Werkende hoogopgeleiden van 25-34 jaar in Amsterdam, 2001-2009
Jongeren van niet-westerse herkomst halen steeds vaker een hoger opleidingsniveau. Hoe doen deze Amsterdamse jongeren van niet-westerse herkomst het op de arbeidsmarkt in vergelijking met hun autochtone leeftijdsgenoten en in vergelijking met niet-westerse hoogopgeleide jongeren in Nederland? En hoe staat het met jongeren die dit opleidingsniveau niet hebben?
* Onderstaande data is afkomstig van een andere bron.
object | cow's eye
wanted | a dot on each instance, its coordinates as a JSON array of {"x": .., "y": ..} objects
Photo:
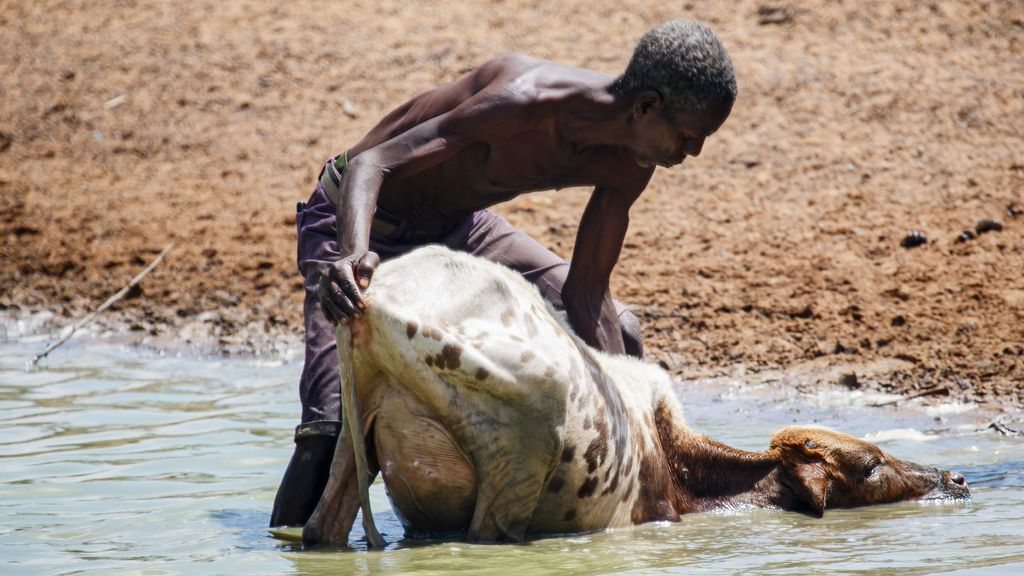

In Amsterdam zijn hoogopgeleide jongeren (25-34 jaar) van niet-westerse herkomst bijna even vaak aan het werk (88 procent) als hun autochtone en westerse allochtone hoogopgeleide leeftijdsgenoten (92 procent). In Nederland is het verschil in netto participatie tussen niet-westerse allochtonen enerzijds en westerse allochtonen en autochtonen anderzijds nog wel aanwezig. In Nederland werkt, net als in Amsterdam, 92 procent van de hoogopgeleide westerse allochtonen en autochtonen. De netto participatie van niet-westerse allochtonen in Nederland is met 83 procent lager.
De groep hoger opgeleiden groeit, meer jongeren volgen hoger onderwijs. Ook steeds meer jongeren van niet-westerse herkomst stromen door naar het hoger onderwijs. In het schooljaar 2007/’08 volgde één op de vijf Turkse, Marokkaanse en Surinaamse jongvolwassenen (19-24 jaar) hoger onderwijs. Bij de Antilliaanse jongvolwassenen was dit hoger (35 procent). Bij autochtone jongvolwassenen ligt het aandeel veel hoger: 63 procent. Een groot deel van hen komt ook speciaal voor studie naar Amsterdam toe. Vergeleken met de gemiddelde deelname aan hoger onderwijs van 19-24 jarigen in Nederland (32 procent) is het verschil kleiner.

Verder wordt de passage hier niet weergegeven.